The other day I watched “San Andreas”, a movie including a lot of heroism, a portion of patriotism and plenty of natural disasters. For corporations disasters, in the different size and shapes they might have, is subject to Continuity Management, discovery recovery and for the prepared and proactive company this is an own discipline in their organization, securing the continuous business for the whole organizations based on risk and a lot more. But what about those really bad incidents that might happen, that are not disaster but causes a lot of problems, a corporate-wide service stopping or something similar, how do we treat those? There are no disaster recovery plans for these unfortunate events, because there is no disaster, just a really bad incident, or normally a set of bad incidents.
Ladies and gentlemen, I present to you, the glorious Major Incident Management (MIM) routine, the magic wand that will save you, be your life vest, when in the middle of an incident storm.
Let us first be sure about the difference between a Major incident and a disaster. The later normally means some sort of event, outside our control, sometimes called “Force majeure”, such as large power failure, earthquake, flood or other event that effectively will impact our business in a number of ways. A major incident is not a disaster but there are several similarities in regards to how we treat this different type of events.
For those of you that are not familiar with IT Service Management, what is referred to as an incident is something that disturbs or disrupts the normal operations of one/more IS/IT service(s), informally called a support ticket, issue or, well there are many names, that’s why we in ITSM decided to use the term Incident. Anyway, there is a process for managing incidents, including a set of activities to collect, manage and resolve the incident, normally reported from a business user. An incident can be more or less critical, depending on impact (how serious) and urgency (how much are we bleeding), which sets the temperature for this specific incident.

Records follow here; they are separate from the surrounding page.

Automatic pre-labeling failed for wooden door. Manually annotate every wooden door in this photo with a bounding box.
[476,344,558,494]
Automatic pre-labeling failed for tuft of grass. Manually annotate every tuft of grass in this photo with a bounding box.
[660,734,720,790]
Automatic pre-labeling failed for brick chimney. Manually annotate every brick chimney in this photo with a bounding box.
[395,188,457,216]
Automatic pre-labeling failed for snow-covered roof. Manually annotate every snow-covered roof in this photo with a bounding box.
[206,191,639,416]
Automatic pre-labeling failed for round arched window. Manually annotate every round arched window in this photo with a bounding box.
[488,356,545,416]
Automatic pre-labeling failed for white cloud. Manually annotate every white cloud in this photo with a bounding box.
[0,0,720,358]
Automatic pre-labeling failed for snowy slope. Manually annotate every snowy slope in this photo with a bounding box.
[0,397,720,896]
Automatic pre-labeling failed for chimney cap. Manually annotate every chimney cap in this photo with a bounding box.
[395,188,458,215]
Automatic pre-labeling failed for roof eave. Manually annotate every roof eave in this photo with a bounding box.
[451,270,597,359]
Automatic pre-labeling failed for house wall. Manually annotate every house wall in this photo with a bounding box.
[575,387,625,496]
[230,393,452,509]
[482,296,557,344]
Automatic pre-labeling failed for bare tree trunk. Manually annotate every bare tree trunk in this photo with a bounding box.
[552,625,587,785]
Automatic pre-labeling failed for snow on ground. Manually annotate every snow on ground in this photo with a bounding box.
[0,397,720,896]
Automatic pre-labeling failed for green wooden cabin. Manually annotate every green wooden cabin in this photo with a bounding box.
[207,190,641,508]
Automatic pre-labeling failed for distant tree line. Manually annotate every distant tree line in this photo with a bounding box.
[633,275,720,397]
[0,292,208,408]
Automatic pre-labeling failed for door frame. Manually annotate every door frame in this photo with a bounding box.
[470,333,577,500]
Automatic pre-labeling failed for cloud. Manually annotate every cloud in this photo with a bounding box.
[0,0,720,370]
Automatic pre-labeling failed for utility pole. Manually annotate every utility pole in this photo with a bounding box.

A major incident quickly passes through all defined levels of impact and/or urgency and basically triggers a specific routine created just to manage major incidents, to really focus on what has to be done.
Consider for a moment what happens when there are some big outages, with big impact, often perhaps the whole company is affected and/or very important business functions is with a limp or even totally stopped. People get mad, there are heated arguments and everyone are involved. In short, it becomes a circus, which is exactly the opposite of what we need in this very moment. The Major Incident routine is triggered and one of the already defined and trained MIM leads, that immediately pulls the right resources and forms a task force, it really doesn’t matter what these people were doing, the MIM procedure works like a sledgehammer, what the MIM lead ask for the MIM lead gets, it’s that simple.
The MIM routine also includes the communication procedures to use, whom to inform, when and so on. Simply to make sure that everyone is kept in the loop. Of course, the Service Desk is kept well informed to manage questions. All in all it creates the circumstances we need to efficiently resolve this incident and also manage the tense situation in general. Keeping people informed is the key to be left alone.
The MIM procedure should normally not be needed very often, if so you need to evaluate the robustness of your IT infrastructure. However, when these incidents happen we will know what to do, the roles and responsibilities are defined and this, luckily, rare event will be managed as effective as possible. As the organization matures there can even be specific MIM procedures for specific services, service areas or likewise, to be even faster to resolve this terrible situation. All MIM routines are always terminated by performing a lesson learned to document findings, and in most cases, a problem record is created to start digging why this even happened and try to find and eliminate the root cause.
So, the MIM routine is not frequently used but will surely save you a lot of problems when these bad incidents happens. Frankly, I would say that an IT service provider that does not have at least a general MIM procedure needs to get in the game, stay proactive people!